Rogerio Mollica e Stephan Righi Boechat

Apesar de estar inserido expressamente no mais alto grau da hierarquia normativa, o tão insigne princípio da proibição ao efeito de confisco está à beira do esquecimento.

quarta-feira, 19 de março de 2014

Atualizado em 18 de março de 2014 12:55

No século XVIII Montesquieu nos premiou com uma citação emblemática que ilustra com clareza um dos principais problemas para se alcançar a Justiça Tributária. Dizia ele: "Não há nada que a sabedoria e a prudência devam regulamentar tão bem quanto a porção que se tira e a porção que se deixa aos súditos". De fato, o sucesso do Estado na busca do bem estar social depende, inegavelmente, de uma carga tributária equilibrada e suportável que possibilite, de um lado, a manutenção das atividades estatais e o financiamento da execução do programa constitucional e, de outro, assegure ao contribuinte a proteção do direito de propriedade e da liberdade individual.

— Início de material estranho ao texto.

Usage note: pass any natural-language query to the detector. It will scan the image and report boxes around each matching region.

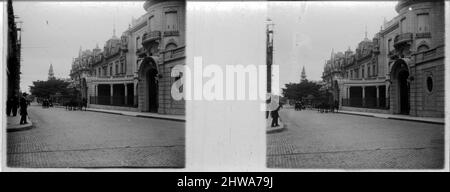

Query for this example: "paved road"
[267,109,444,169]
[7,106,185,167]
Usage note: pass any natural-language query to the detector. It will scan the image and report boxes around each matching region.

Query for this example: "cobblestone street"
[267,109,444,169]
[7,106,185,168]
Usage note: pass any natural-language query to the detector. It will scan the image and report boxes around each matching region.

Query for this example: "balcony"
[136,47,145,56]
[164,46,185,61]
[142,31,161,44]
[372,44,380,53]
[164,31,180,37]
[416,32,431,39]
[414,45,445,63]
[394,33,413,47]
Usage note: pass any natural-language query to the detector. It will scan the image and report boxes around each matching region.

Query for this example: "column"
[123,83,128,105]
[376,85,380,107]
[362,86,366,107]
[384,83,391,108]
[109,84,114,105]
[347,86,350,106]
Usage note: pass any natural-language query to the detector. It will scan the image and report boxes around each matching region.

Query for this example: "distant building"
[6,0,21,98]
[70,0,186,114]
[48,64,55,80]
[322,0,445,117]
[300,66,306,82]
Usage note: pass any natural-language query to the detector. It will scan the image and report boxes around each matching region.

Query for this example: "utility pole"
[266,19,275,93]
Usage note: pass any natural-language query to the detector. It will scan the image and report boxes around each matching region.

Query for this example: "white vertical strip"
[186,2,266,171]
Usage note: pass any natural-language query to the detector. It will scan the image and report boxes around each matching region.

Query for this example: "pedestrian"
[20,93,28,125]
[12,95,19,117]
[270,104,281,127]
[6,97,13,116]
[334,99,339,113]
[81,98,87,111]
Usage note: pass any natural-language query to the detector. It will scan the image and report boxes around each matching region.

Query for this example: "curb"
[337,111,445,125]
[86,109,186,122]
[266,123,287,133]
[6,116,33,132]
[134,115,186,122]
[387,117,445,125]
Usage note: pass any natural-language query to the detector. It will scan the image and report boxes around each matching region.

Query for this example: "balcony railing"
[136,47,145,56]
[342,97,389,109]
[142,31,161,44]
[164,31,180,37]
[414,46,445,63]
[394,33,413,46]
[416,32,431,39]
[164,46,185,60]
[89,96,138,107]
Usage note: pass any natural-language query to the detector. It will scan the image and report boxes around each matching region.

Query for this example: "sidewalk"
[83,108,186,122]
[338,110,445,125]
[6,115,33,132]
[266,118,286,133]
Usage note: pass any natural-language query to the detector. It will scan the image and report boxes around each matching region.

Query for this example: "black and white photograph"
[3,0,186,168]
[0,0,450,174]
[266,0,445,170]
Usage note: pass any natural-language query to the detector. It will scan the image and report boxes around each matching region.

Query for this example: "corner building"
[71,0,186,115]
[322,0,445,117]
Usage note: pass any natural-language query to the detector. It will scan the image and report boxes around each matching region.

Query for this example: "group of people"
[317,100,339,113]
[42,99,53,108]
[6,93,30,125]
[270,104,282,127]
[64,98,87,111]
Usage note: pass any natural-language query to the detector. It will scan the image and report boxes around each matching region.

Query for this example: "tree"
[30,79,73,98]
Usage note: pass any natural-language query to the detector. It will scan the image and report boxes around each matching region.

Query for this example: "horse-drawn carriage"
[62,97,87,111]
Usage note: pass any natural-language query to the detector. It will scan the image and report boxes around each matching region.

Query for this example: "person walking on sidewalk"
[270,104,281,127]
[12,95,19,117]
[20,93,28,125]
[6,97,13,116]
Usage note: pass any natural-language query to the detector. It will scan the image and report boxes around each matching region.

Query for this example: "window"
[417,45,429,52]
[372,65,377,76]
[427,76,433,93]
[361,67,364,78]
[136,36,140,50]
[417,13,430,33]
[166,11,178,31]
[166,43,177,50]
[400,18,407,33]
[148,16,154,31]
[103,66,108,77]
[387,39,392,54]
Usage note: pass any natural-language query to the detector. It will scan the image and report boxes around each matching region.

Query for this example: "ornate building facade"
[323,0,445,117]
[70,0,186,114]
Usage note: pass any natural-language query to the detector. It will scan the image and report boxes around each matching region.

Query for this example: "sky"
[268,1,397,87]
[13,1,145,92]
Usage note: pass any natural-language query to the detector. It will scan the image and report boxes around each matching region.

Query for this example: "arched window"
[417,45,429,52]
[166,43,177,50]
[427,75,433,93]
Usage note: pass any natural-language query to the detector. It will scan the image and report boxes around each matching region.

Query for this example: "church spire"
[301,66,306,81]
[364,25,369,40]
[48,63,55,80]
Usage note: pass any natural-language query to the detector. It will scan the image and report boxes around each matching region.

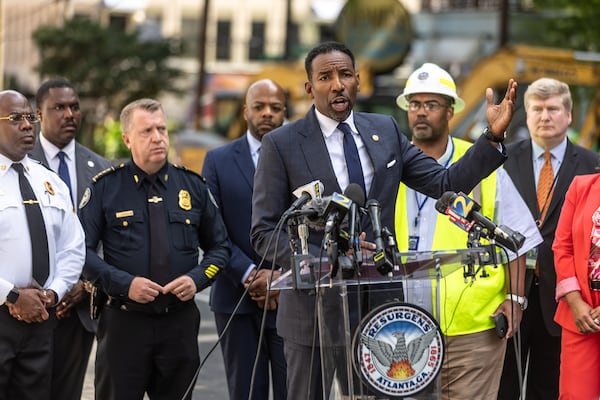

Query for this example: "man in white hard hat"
[395,63,542,399]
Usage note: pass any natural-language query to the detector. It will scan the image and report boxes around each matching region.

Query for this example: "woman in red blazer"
[552,170,600,400]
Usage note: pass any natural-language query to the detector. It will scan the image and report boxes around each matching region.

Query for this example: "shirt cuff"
[556,276,581,302]
[242,263,256,285]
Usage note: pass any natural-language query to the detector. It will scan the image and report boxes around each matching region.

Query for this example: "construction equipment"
[450,45,600,150]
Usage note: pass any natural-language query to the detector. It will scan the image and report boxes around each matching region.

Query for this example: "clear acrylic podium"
[271,247,495,400]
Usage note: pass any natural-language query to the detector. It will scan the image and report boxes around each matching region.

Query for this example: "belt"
[106,297,192,315]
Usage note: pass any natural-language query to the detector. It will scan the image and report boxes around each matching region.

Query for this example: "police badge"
[44,181,54,196]
[179,189,192,211]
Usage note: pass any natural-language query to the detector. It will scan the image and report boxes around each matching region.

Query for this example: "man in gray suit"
[251,42,516,399]
[498,78,600,400]
[30,79,111,400]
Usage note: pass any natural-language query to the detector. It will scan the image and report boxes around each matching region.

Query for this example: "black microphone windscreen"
[435,192,456,214]
[344,183,365,207]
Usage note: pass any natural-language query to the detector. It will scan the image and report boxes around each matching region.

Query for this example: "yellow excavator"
[450,45,600,150]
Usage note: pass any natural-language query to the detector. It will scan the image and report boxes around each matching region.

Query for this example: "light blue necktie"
[338,122,367,193]
[58,151,74,205]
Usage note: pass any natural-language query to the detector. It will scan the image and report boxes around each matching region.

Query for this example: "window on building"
[181,17,200,57]
[248,22,266,60]
[108,14,128,32]
[137,16,162,41]
[216,20,231,61]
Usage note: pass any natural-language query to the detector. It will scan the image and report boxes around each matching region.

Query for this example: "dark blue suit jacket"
[29,138,111,332]
[202,135,262,314]
[504,139,600,336]
[251,107,505,346]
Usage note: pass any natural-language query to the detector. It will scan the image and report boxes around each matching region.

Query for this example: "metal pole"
[194,0,210,130]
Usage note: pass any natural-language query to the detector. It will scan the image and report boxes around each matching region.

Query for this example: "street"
[81,289,227,400]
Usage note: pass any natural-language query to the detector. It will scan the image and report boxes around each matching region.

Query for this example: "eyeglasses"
[408,100,450,112]
[0,113,39,124]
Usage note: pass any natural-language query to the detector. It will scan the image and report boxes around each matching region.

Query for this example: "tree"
[33,17,182,153]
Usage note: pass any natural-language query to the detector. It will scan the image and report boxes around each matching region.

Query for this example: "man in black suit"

É dentro destes contornos que a CF, ao estruturar os pilares da ordem tributária, institui as limitações ao poder de tributar, que se equiparam aos direitos e garantias fundamentais do cidadão, como já reconheceu o STF por ocasião do julgamento da ADIn 939-7/DF. Entre as referidas limitações emerge o princípio de vedação ao tributo com efeito de confisco (artigo 150, IV, CRFB), proibindo a instituição de tributo que venha a subtrair a integralidade ou uma parcela vultosa da propriedade do contribuinte - independente da natureza do tributo e de qualquer contraprestação estatal.

Dentro destas perspectivas, é preciso enfatizar que a Constituição da República manifesta-se como fonte normativa altissonante na estrutura do Sistema Tributário Nacional, principalmente ao traçar a restrição e o alcance da competência tributária, assegurando que o exercício da prerrogativa estatal de exigir uma parcela patrimonial do contribuinte não venha a antagonizar com os direitos e garantias fundamentais.

Apesar de estar inserido expressamente no mais alto grau da hierarquia normativa, o tão insigne princípio da proibição ao efeito de confisco está à beira do esquecimento, principalmente por parte dos órgãos administrativos e do Poder Judiciário. O descaso com o princípio é tão evidente que o eminente doutrinador Paulo de Barros Carvalho chega ao ponto de afirmar que se trata apenas de "simples advertência ao legislador dos tributos, no sentido de comunicar-lhe que existe limite para a carga tributária. Somente isso".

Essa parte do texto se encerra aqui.